HSBC Holdings plc reported a management dealing: on 4 November 2025, Ian Stuart, Chief Executive of HSBC UK Bank plc, exercised options to purchase 11,419 ordinary shares of US$0.50 each under the HSBC Holdings Savings-Related Share Option Plan at an option price of £2.627 per share.
The transaction was recorded on the London Stock Exchange Main Market. The filing’s transaction table shows a total of £29,997.71 for the exercise.
The New York Stock Exchange LLC filed a Form 25 to remove from listing and/or registration, under Section 12(b) of the Exchange Act, HSBC Holdings plc 7.336% Fixed Rate/Floating Rate Senior Unsecured Notes due 2026.
The notice references compliance with Exchange rules to strike the class from listing and includes statements regarding issuer compliance with voluntary withdrawal requirements.
HSBC Holdings plc launched three senior unsecured note offerings: $2,250,000,000 4.619% fixed-to-floating notes due 2031, $2,250,000,000 5.133% fixed-to-floating notes due 2036, and $500,000,000 floating-rate notes due 2031. The 2031 series pay 4.619% until November 6, 2030, then a SOFR-based floating rate plus 1.190% to maturity on November 6, 2031. The 2036 series pay 5.133% until November 6, 2035, then a SOFR-based floating rate plus 1.430% to maturity on November 6, 2036. The $500,000,000 tranche pays a SOFR-based floating rate plus 1.190% to November 6, 2031.

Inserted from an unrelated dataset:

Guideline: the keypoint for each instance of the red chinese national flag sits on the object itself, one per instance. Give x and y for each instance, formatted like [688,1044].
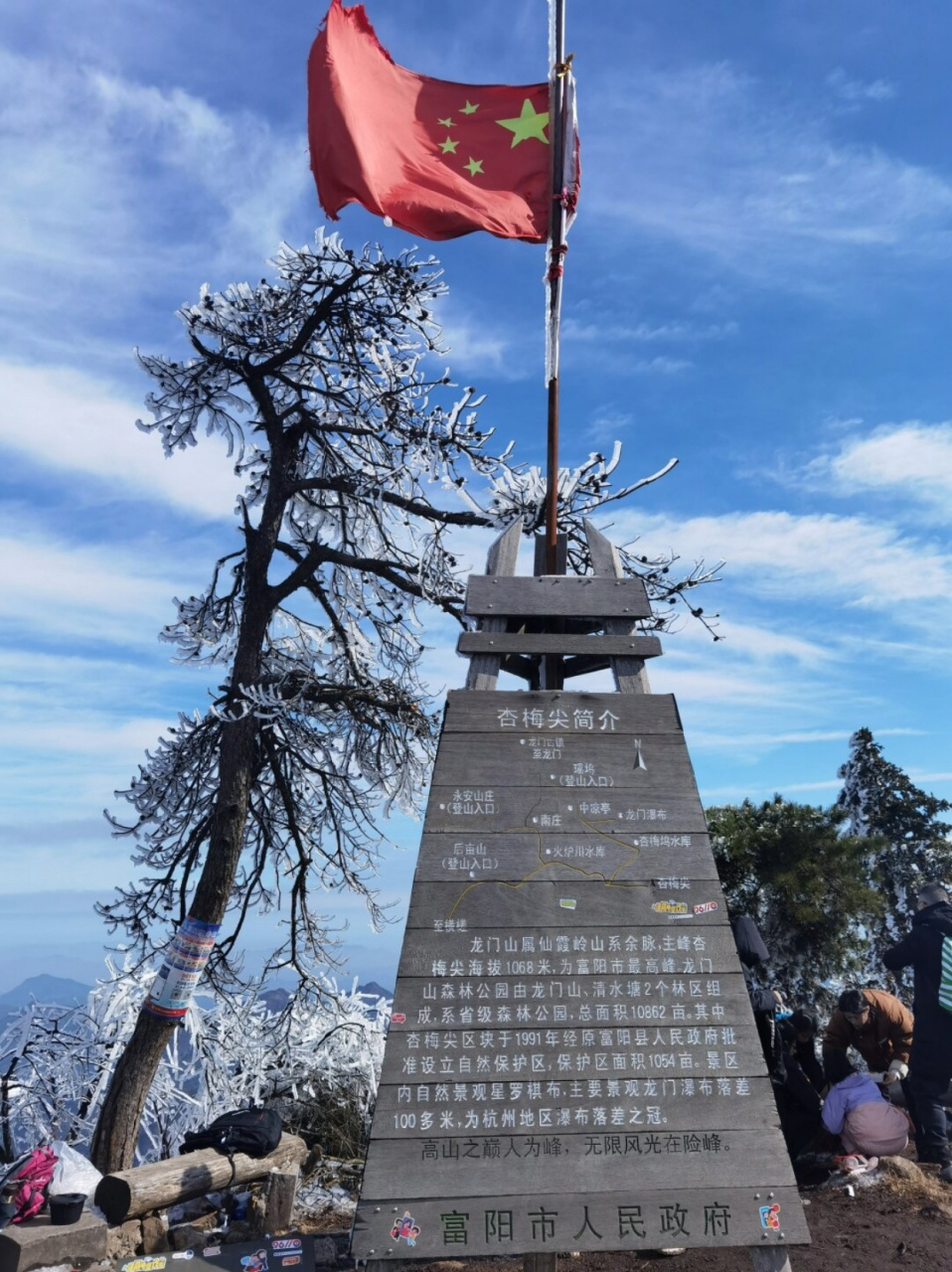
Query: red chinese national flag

Redemption terms include make-whole for the fixed/floating tranches and par calls on November 6, 2030 (2031 notes) and November 6, 2035 (2036 notes); the floating-rate notes are callable at par on November 6, 2030. Expected NYSE listing is within 30 days of initial delivery. Stated proceeds before expenses are $2,243,250,000, $2,241,000,000, and $498,500,000, with underwriting discounts shown as 0.300%, 0.400%, and 0.300%, respectively. Key risks include agreement to UK bail-in powers and limited remedies with no acceleration for non-payment except upon certain winding-up events.
HSBC Holdings plc updated its share capital and voting rights. As of 30 October 2025, the company had 17,201,971,220 ordinary shares of US$0.50 in issue, with no shares held in treasury.
This means the total number of voting rights is 17,201,971,220. Shareholders can use this figure as the denominator when assessing whether their holdings trigger disclosure requirements under UK and Hong Kong rules.
HSBC Holdings plc reported a manager share transaction. On 29 October 2025, Group Chief Information Officer Stuart Riley sold 22,404 ordinary shares of US$0.50 each at £10.69 per share on the London Stock Exchange, for a total of £239,498.76. The disclosure is made in accordance with the UK version of the EU Market Abuse Regulation.
HSBC Holdings filed a joint update on the proposal to privatise Hang Seng Bank via a scheme of arrangement under section 673 of the Companies Ordinance. With the Executive’s consent under Rule 8.2 of the Takeovers Code, the latest date to despatch the Scheme Document has been extended from 30 October 2025 to 17 December 2025.
A detailed timetable will be set out in the Scheme Document and a joint announcement upon despatch. On the basis that despatch occurs on or before 17 December 2025, and subject to the satisfaction (or, if applicable, waiver) of the Conditions, the proposal is currently expected to complete within the first quarter of 2026.
The update reiterates the standard caution that the proposal will only proceed if all Conditions are met or waived by the Conditions Long Stop Date, and advises care when dealing in the securities of HSBC Holdings and Hang Seng Bank.